In recent times, Platinum has become a substitute for Palladium. Over the past years, Palladium has been consistently more expensive. This dynamic serves as a self-balancing price mechanism. However, both metals’ mispricing can be sustained for a long time, specifically due to the technological difficulties of substituting one metal for the other.
Monthly Timeframe Chart visualizing the Platinum-Palladium spread since 2018
The following chart shows this relationship very visually, and we can see that since 2018, Platinum has spent the majority of the time trading at a significant discount relative to Palladium, only converging in 2024.

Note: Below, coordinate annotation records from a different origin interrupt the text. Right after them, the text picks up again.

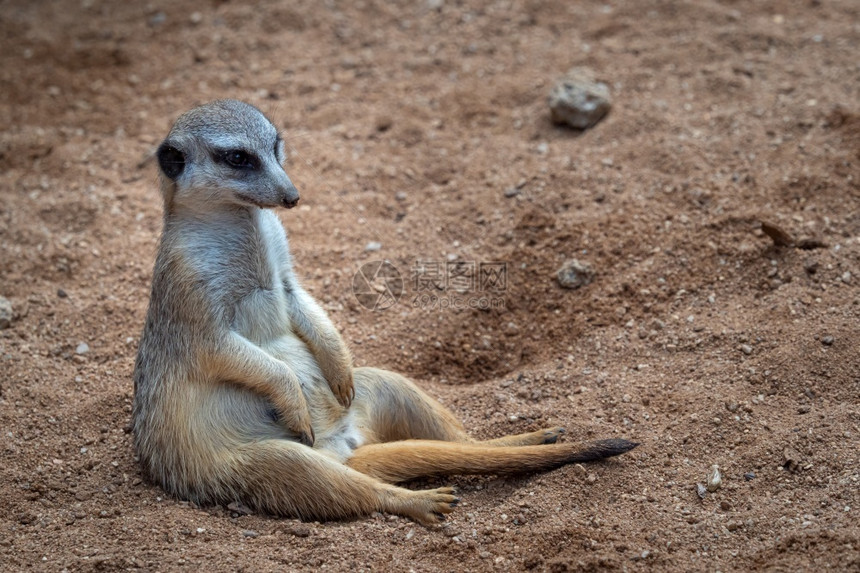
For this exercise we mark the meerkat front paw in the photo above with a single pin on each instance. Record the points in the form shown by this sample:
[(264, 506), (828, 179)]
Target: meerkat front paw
[(341, 384), (298, 421), (429, 507)]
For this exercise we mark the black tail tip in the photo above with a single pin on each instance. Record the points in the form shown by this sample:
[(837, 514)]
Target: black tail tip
[(612, 447)]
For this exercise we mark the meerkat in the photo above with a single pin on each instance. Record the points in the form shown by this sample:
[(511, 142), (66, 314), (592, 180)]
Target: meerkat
[(243, 388)]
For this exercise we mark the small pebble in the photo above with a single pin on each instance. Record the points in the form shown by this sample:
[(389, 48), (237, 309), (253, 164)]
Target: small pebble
[(239, 508), (578, 100), (574, 274), (5, 313), (715, 478)]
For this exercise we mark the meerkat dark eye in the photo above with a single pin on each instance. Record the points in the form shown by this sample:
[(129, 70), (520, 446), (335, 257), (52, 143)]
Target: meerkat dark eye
[(171, 160), (238, 159)]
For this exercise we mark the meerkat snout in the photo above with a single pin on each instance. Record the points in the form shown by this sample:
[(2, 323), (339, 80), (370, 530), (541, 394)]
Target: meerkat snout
[(227, 152)]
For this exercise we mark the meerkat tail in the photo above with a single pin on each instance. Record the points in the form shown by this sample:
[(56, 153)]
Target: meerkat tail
[(409, 459)]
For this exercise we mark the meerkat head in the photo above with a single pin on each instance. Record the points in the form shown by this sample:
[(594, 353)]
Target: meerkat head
[(225, 152)]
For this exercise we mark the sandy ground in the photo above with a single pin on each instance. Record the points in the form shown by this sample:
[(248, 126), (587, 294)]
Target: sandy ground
[(406, 124)]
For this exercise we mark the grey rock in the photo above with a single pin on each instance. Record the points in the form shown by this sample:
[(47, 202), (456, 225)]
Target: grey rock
[(574, 274), (578, 100), (5, 313)]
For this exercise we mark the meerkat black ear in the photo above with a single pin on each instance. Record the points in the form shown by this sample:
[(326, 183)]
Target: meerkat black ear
[(171, 160)]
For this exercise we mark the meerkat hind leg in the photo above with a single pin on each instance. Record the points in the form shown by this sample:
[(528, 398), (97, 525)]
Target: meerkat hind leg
[(285, 478)]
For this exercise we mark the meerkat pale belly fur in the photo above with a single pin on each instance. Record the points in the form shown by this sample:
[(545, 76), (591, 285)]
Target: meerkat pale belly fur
[(245, 391)]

To identify potential long-term setups, it's essential to closely monitor the Platinum-Palladium price spread to assess the economic viability of substitution for industrial producers. This spread dynamically decreases long-term price volatility, though the relatively small size of the market (compared to Gold & Silver) means general volatility remains high.
In addition to monitoring the Platinum-Palladium spread to take a direct, directional position in either of these two metals, it's also possible to execute a 'spread trade.' Spread trades are multi-leg positions where the trader simultaneously opens a position in two correlated assets.
For example, a trader in 2022 who was expecting a convergence of the Platinum-Palladium spread had two main options to approach this setup:
- Open a direct long position in Platinum
- Open a long position in Platinum while simultaneously opening a short position in Palladium
Both approaches have their own pros and cons. The direct long trade carries lower costs and is generally simpler to execute.
However, the spread trade has a unique advantage. In the direct trade, the trader can be correct in their view that spreads converge, while still losing money. If Platinum and Palladium both dropped sharply, the spreads can converge (Palladium drops more than Platinum) while the trader will still be in a losing position.
Traders use spread trading to hedge their market exposure, enabling potential profit if the price spread narrows, regardless of drops in USD prices. This reduction in directional risk is achieved, but it involves accepting higher trading costs.
News Reports
To successfully navigate the Platinum and Palladium markets, it's key to monitor news reports that can trigger significant price action.
The World Platinum Investment Council (WPIC) releases a quarterly report detailing deficit/surplus forecasts. These reports are often the main market catalyst, capable of causing aggressive spikes or drops in price.
XPTUSD on the 30-minute Timeframe
The following chart shows this news event very clearly, as the price aggressively spiked up upon a bullish WPIC report detailing larger-than-expected future supply imbalances.
For Palladium traders, the most important news events revolve around potential Russian sanctions on the metal. Furthermore, operational stability and production reports from Nornickel itself can also have profound market impacts.
Conclusion
The structural outlooks for Platinum and Palladium are starkly different despite their shared use cases. Platinum (XPTUSD) is defined by its growing scarcity and necessity, locked in a long-term supply deficit and underpinned by its potential role in the green economy.
Palladium (XPDUSD), on the other hand, faces a transition toward an oversupply environment due to a major ramp-up in recycling and demand loss from substitution to Platinum. These contrasting dynamics offer traders a unique set of opportunities for technical analysis and spread trading.
Stay ahead of market shifts by understanding the unique dynamics of Platinum and Palladium.